Due to its small genome and close relatedness with other grass crops, rice has served as a model plant for investigating genetic factors underlying crop productivity [33], [34]. To date, more than 600 rice genes have been experimentally cloned with related traits including yield, biotic and abiotic stresses, grain quality, plant architecture, fertility, etc. [2]. However, there is still a knowledge gap regarding the molecular basis of yield-related biological processes [1], suggesting the importance of systematic tools that can enable to understand functional role of genes [2], [35]. In this study, we employed a multiple QTL model that included all additive and dominance main effects of 1,619 markers, and all their pair-wise interactions with a total of more than 5 million possible effects, and then applied our EBlasso algorithm to identify QTLs for four agronomic related traits of rice, including yield, the number of panicles per plant, the number of grains per panicle and grain weight. Our QTL mapping revealed a number of QTLs for four traits, most of which are involved in digenic interactions. Moreover, most of these QTLs have at least one experimentally cloned gene within 20 cM distance.
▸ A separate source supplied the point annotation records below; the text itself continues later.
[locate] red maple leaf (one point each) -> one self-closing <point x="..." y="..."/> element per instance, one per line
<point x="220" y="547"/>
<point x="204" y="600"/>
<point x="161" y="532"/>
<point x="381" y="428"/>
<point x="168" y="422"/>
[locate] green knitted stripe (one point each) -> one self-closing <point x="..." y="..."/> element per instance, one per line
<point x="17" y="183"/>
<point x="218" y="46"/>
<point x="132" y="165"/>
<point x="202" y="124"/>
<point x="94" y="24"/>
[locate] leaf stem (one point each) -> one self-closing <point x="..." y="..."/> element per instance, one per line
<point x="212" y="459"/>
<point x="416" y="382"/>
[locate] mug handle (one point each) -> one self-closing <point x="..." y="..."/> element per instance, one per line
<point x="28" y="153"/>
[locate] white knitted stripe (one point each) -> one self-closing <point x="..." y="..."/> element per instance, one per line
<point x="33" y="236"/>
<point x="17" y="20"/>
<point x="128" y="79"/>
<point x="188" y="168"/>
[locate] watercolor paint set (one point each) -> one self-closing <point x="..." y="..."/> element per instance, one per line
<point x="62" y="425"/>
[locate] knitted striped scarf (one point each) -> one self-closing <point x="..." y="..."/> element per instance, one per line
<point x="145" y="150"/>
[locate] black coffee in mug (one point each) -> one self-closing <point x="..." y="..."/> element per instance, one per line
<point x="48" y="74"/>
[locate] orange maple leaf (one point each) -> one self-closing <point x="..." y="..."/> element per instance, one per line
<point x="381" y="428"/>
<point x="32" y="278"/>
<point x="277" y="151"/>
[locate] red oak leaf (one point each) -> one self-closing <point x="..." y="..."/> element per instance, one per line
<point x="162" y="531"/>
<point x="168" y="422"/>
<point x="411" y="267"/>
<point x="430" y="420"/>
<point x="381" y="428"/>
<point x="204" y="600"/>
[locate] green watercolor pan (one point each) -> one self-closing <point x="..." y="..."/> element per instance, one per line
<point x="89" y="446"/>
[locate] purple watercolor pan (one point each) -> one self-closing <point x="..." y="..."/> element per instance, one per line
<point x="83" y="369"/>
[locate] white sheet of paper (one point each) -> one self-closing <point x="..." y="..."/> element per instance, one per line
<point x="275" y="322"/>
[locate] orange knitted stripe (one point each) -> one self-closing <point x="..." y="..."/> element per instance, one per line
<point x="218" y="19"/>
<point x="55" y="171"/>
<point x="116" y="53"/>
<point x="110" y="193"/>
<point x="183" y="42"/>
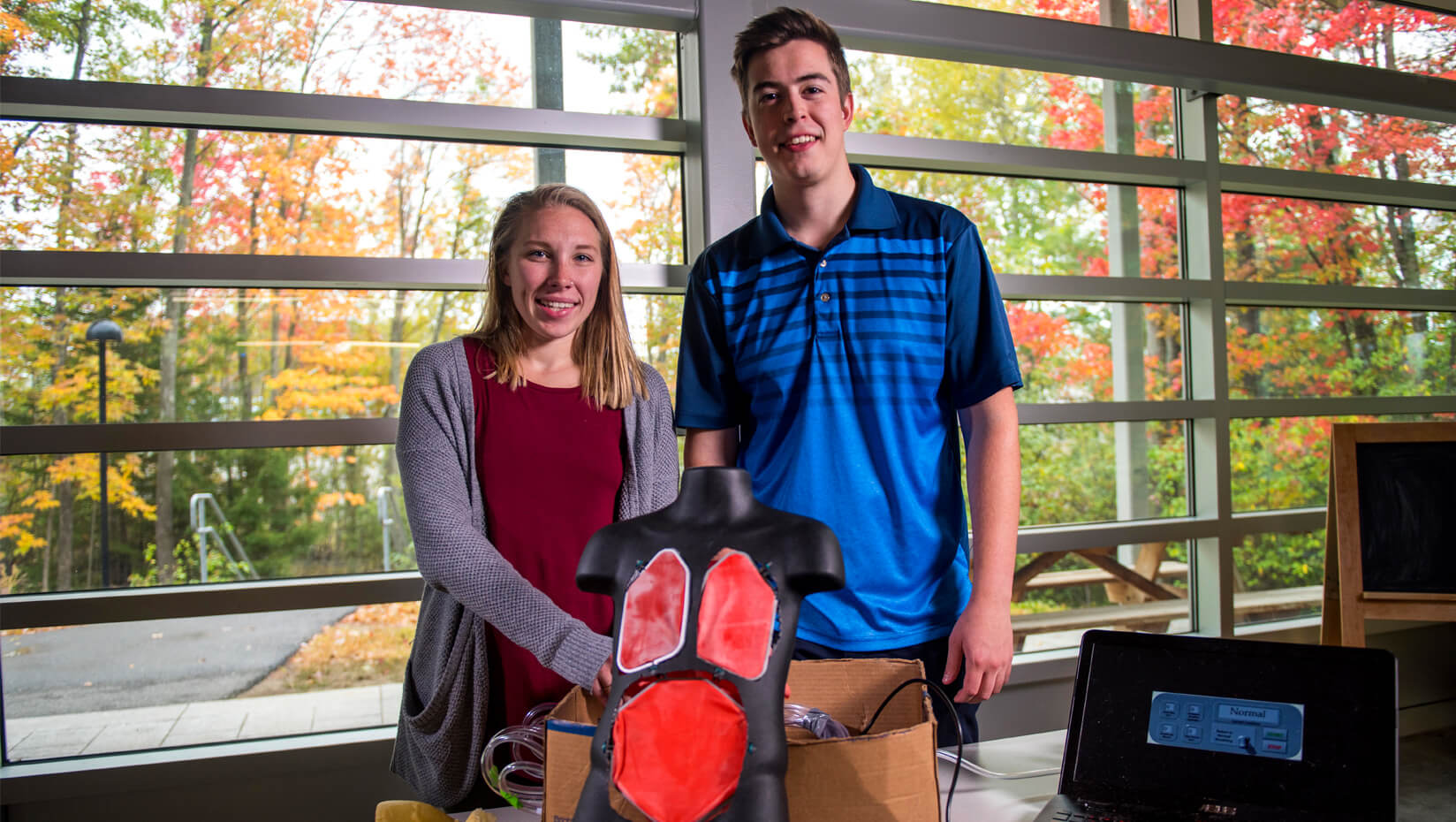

The same set of markers in the recombinant inbred line (RIL) population where the “immortalized F_{2}” (IMF_{2}) was derived from were used for QTL mapping, via a composite interval mapping method with a scan window size of five markers [12]. Upon development of the IMF_{2} population, this dataset was obtained and the ANOVA method was applied to each pair of markers to identify both main and digenic interaction effects from 5,242,322 possible effects [24]. The composite interval mapping identified zero, three (Bin40, Bin446 and Bin1006), seven (Bins 49, 171, 439, 729, 928, 1008, and 1266), and one (Bin1007) QTLs for the number of panicles per plant, the number of grains per panicle, grain weight and yield per plant, respectively. The ANOVA method detected thousands (1432, 2696, 3524 and 2251) of digenic interactions between two bins with a *p*-value ≤0.001; and after those digenic interactions involving adjacent bins were merged, 115, 189, 238, and 204 effects were reported, respectively [24]. In contrast, our EBlasso method identified a reasonable number of effects and QTLs for each trait, and 35%–80% of identified effects for four traits involve at least one QTL that locates within 2 cM distance to at least one gene related to crop yield, which corroborates the reliability of the identified effects.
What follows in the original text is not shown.